Certyfikaty odebrali w środę rybacy zrzeszeni w ośmiu organizacjach oraz dwie osoby prowadzące indywidualną działalność. Jak poinformowała PAP Anna Dębicka z organizacji MSC Polska, rybacy ci pochodzą z całego Wybrzeża, dysponują 293 łodziami i łowią w sumie ponad połowę dorszy wyławianych przez Polaków.
Rybacy, którzy otrzymali certyfikaty, będą mogli złowione przez siebie dorsze oznaczać specjalnym niebieskim emblematem, który zaświadcza, że opatrzone nim ryby i produkty rybne zostały pozyskane w sposób, który nie szkodzi środowisku i nie zagraża przetrwaniu populacji ryb. "Dla klientów certyfikat oznacza, że dany produkt rybny został połowiony w zrównoważony sposób, gwarantujący m.in. że za rok, dwa itd. ta ryba ciągle będzie dostępna w morzu" - powiedziała PAP Dębicka.
Obecny na uroczystości wiceminister rolnictwa odpowiedzialny za rybołówstwo Kazimierz Plocke powiedział dziennikarzom, że certyfikat oznacza, iż dorsz został złowiony "według procedur wynikających ze wspólnej polityki rybackiej i że pochodzi z legalnych i kontrolowanych połowów".

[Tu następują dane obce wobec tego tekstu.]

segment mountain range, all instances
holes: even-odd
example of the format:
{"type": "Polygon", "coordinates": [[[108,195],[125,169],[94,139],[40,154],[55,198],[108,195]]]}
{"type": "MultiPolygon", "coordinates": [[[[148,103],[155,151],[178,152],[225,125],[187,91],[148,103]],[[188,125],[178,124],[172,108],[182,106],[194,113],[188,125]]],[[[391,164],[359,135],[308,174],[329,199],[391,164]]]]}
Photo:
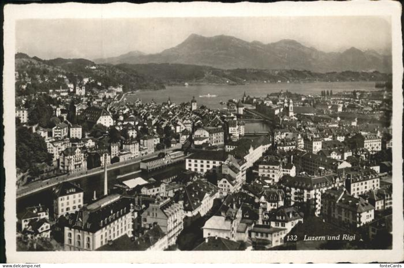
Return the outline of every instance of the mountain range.
{"type": "Polygon", "coordinates": [[[206,37],[195,34],[160,53],[132,51],[94,61],[112,64],[180,63],[225,70],[296,70],[322,73],[374,70],[391,73],[392,68],[391,55],[373,50],[362,51],[351,47],[342,52],[325,52],[290,39],[265,44],[225,35],[206,37]]]}

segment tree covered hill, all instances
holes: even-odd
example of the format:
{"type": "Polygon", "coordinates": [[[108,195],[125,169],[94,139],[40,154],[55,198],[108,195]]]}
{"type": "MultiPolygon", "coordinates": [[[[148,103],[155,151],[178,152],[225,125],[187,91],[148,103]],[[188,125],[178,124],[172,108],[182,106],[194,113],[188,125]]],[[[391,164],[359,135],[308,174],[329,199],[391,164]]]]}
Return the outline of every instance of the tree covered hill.
{"type": "Polygon", "coordinates": [[[90,78],[93,82],[88,85],[91,87],[89,89],[92,89],[93,87],[95,89],[107,89],[109,86],[116,87],[119,84],[123,85],[125,91],[164,88],[162,81],[141,74],[135,70],[124,71],[113,65],[98,65],[83,59],[59,58],[47,60],[18,53],[15,55],[15,71],[18,75],[16,82],[18,95],[46,92],[61,87],[65,89],[67,84],[61,75],[65,76],[69,82],[75,86],[83,78],[90,78]],[[24,90],[21,90],[22,84],[26,86],[24,90]]]}

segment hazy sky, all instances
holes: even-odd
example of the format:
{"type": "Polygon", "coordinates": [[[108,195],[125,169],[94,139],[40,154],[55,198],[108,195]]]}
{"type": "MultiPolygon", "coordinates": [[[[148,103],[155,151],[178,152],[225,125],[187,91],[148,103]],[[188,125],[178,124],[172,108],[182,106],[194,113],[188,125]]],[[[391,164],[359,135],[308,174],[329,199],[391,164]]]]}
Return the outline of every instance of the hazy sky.
{"type": "Polygon", "coordinates": [[[192,33],[265,43],[291,39],[327,52],[354,46],[389,53],[391,42],[389,18],[380,17],[27,19],[16,25],[16,52],[90,59],[157,53],[192,33]]]}

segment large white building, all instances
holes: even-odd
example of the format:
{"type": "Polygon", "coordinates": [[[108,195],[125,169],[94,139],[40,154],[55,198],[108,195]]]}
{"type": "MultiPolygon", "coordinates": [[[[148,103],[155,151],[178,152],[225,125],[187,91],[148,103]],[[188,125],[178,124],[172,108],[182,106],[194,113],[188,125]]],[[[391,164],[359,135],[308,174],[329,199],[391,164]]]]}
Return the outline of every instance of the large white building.
{"type": "Polygon", "coordinates": [[[60,170],[69,174],[79,173],[87,170],[87,160],[80,148],[67,148],[59,158],[60,170]]]}
{"type": "Polygon", "coordinates": [[[356,198],[343,189],[332,189],[322,194],[321,215],[341,227],[358,228],[373,221],[375,207],[362,198],[356,198]]]}
{"type": "Polygon", "coordinates": [[[80,117],[92,126],[101,124],[107,128],[114,125],[114,119],[111,114],[104,108],[91,106],[88,107],[80,114],[80,117]]]}
{"type": "Polygon", "coordinates": [[[282,177],[282,162],[276,156],[265,157],[258,164],[258,175],[269,178],[274,184],[282,177]]]}
{"type": "Polygon", "coordinates": [[[371,154],[381,150],[381,139],[377,135],[368,134],[363,136],[363,141],[360,146],[367,149],[371,154]]]}
{"type": "Polygon", "coordinates": [[[184,228],[183,201],[175,203],[168,198],[151,203],[141,217],[142,227],[151,229],[158,225],[167,235],[168,245],[174,245],[184,228]]]}
{"type": "Polygon", "coordinates": [[[184,226],[186,227],[210,210],[219,192],[217,186],[200,179],[187,185],[184,191],[184,226]]]}
{"type": "Polygon", "coordinates": [[[52,137],[55,139],[63,139],[67,136],[69,129],[67,125],[61,123],[52,129],[52,137]]]}
{"type": "Polygon", "coordinates": [[[84,191],[71,182],[63,181],[53,191],[53,217],[57,219],[74,213],[83,206],[84,191]]]}
{"type": "Polygon", "coordinates": [[[77,125],[70,127],[69,137],[72,138],[81,139],[82,137],[82,128],[77,125]]]}
{"type": "Polygon", "coordinates": [[[194,133],[196,145],[208,143],[209,145],[221,145],[224,143],[224,133],[219,127],[206,127],[197,129],[194,133]]]}
{"type": "Polygon", "coordinates": [[[23,124],[28,122],[28,110],[26,109],[17,109],[15,110],[15,117],[19,118],[23,124]]]}
{"type": "Polygon", "coordinates": [[[227,156],[227,154],[219,151],[196,152],[185,159],[185,168],[200,174],[221,173],[222,164],[227,156]]]}
{"type": "Polygon", "coordinates": [[[72,214],[65,227],[65,250],[94,250],[122,236],[133,236],[133,198],[107,196],[72,214]]]}

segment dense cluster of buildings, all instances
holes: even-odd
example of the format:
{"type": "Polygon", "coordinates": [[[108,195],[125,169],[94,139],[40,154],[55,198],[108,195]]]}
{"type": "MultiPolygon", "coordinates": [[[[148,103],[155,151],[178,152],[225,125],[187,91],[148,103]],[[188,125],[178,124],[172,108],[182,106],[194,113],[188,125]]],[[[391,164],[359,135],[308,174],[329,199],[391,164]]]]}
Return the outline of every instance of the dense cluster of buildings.
{"type": "Polygon", "coordinates": [[[372,156],[391,148],[383,138],[391,129],[364,119],[382,116],[376,112],[382,102],[371,96],[365,104],[342,94],[244,94],[212,110],[198,108],[194,97],[179,105],[169,98],[125,103],[122,86],[96,91],[84,80],[66,82],[65,92],[49,93],[65,104],[53,107],[63,120],[52,128],[29,125],[27,108],[16,112],[43,138],[55,170],[84,174],[137,160],[153,175],[108,188],[105,171],[103,195],[90,201],[85,197],[93,193],[59,184],[51,207],[27,207],[18,215],[27,239],[59,234],[65,250],[164,250],[202,221],[200,243],[189,249],[268,249],[286,243],[307,217],[372,230],[364,235],[370,239],[381,229],[375,223],[389,219],[391,170],[372,156]],[[257,117],[271,131],[247,135],[245,121],[257,117]],[[174,165],[181,169],[173,172],[174,165]]]}

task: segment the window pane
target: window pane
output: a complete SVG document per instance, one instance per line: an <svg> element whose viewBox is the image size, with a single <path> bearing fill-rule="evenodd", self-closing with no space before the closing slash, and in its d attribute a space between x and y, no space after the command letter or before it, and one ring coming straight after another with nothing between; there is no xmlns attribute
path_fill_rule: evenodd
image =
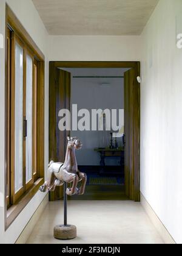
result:
<svg viewBox="0 0 182 256"><path fill-rule="evenodd" d="M27 57L26 119L27 137L26 139L26 183L32 179L32 90L33 62Z"/></svg>
<svg viewBox="0 0 182 256"><path fill-rule="evenodd" d="M15 46L15 193L23 185L23 56L24 50Z"/></svg>

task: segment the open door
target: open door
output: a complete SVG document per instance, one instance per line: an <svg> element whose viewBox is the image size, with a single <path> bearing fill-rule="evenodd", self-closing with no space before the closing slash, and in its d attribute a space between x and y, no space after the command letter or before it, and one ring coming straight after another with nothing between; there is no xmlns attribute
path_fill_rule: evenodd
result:
<svg viewBox="0 0 182 256"><path fill-rule="evenodd" d="M126 195L140 201L140 90L136 69L124 73L125 179Z"/></svg>
<svg viewBox="0 0 182 256"><path fill-rule="evenodd" d="M70 108L71 74L59 68L53 70L49 91L49 160L64 162L69 132L61 132L58 128L59 112ZM56 77L56 79L55 79ZM50 200L56 201L63 197L62 187L56 188L50 193Z"/></svg>

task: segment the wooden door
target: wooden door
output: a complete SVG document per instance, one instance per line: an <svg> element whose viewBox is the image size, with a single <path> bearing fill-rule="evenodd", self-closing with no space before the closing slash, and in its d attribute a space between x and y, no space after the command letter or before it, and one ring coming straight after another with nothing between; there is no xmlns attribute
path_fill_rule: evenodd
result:
<svg viewBox="0 0 182 256"><path fill-rule="evenodd" d="M70 108L71 74L59 68L53 69L50 80L49 91L49 160L64 162L67 137L69 132L58 128L61 109ZM56 201L63 196L62 187L56 187L50 193L50 200Z"/></svg>
<svg viewBox="0 0 182 256"><path fill-rule="evenodd" d="M140 201L140 84L135 68L124 73L125 183L130 200Z"/></svg>

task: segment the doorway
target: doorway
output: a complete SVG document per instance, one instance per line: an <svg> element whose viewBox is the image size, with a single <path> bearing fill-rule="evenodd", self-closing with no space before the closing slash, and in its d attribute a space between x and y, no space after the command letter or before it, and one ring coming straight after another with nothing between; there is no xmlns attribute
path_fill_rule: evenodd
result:
<svg viewBox="0 0 182 256"><path fill-rule="evenodd" d="M80 139L83 137L84 144L86 144L84 152L78 155L78 163L80 171L88 175L87 192L83 196L75 196L72 199L140 201L140 110L138 76L138 62L50 63L50 160L64 161L66 138L69 135L81 137ZM121 84L120 91L116 81ZM89 97L86 97L87 91ZM99 102L102 94L102 101ZM104 105L103 99L107 98L107 94L110 95ZM92 98L94 98L93 103ZM115 140L112 143L110 132L104 136L103 132L98 131L75 131L71 134L69 132L60 132L58 112L61 108L70 109L73 104L78 104L79 108L105 109L109 105L110 108L124 108L124 143L123 139ZM95 144L90 141L92 138L92 141L96 141ZM83 153L86 155L83 156ZM102 160L103 163L104 161L104 165L102 165ZM57 188L50 195L50 201L62 197L62 188Z"/></svg>

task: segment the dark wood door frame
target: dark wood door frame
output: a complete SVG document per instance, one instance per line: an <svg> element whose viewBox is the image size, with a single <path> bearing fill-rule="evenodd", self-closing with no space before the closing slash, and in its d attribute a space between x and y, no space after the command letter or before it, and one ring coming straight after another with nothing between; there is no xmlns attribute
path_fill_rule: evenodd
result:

Rolę lidera wśród organizacji starających się o certyfikat MSC dla dorsza pełniła Kołobrzeska Grupa Producentów Ryb Sp. z o.o. "Występując o certyfikat chcieliśmy choćby pokazać kolegom z innych krajów nadbałtyckich, że nie jesteśmy gorsi od nich, że nasi rybacy są też coraz bardziej odpowiedzialni. Sądzę, że także dla klientów taki certyfikat będzie rzeczą dosyć istotną" - powiedział PAP prezes grupy Marcin Radkowski.
Dębicka poinformowała PAP, że certyfikatu nie dostaje się na zawsze - jest on przyznawany na pięć lat, a działalność jego właściciela jest poddawana stałej kontroli. "Niemal przy każdym wyjściu w morze jednostki muszą podawać ile ryb złowiły, gdzie i z pomocą jakich narzędzi. Co roku rybakom wyznaczane są też coraz wyższe cele. Certyfikat jest więc nie tylko nagrodą, ale też wyzwaniem" - wyjaśniła.
Dębicka zaznaczyła, że wręczone w środę certyfikaty przyznane zostały tylko dla dorszy łowionych za pomocą narzędzi trałowych i sznurów haczykowych. Certyfikatu nie będzie można natomiast używać w przypadku dorsza złowionego za pomocą sieci stawowych. "Sieci te - niewidoczne w wodzie dla ptaków i ssaków morskich - są pozostawiane w wodzie, często na dłuższy czas. Rybak zostawiając je np. na noc, nie może mieć pewności, czy nurkujący ptak lub morświn nie zaplącze się w te sieci" - wyjaśniła Dębicka.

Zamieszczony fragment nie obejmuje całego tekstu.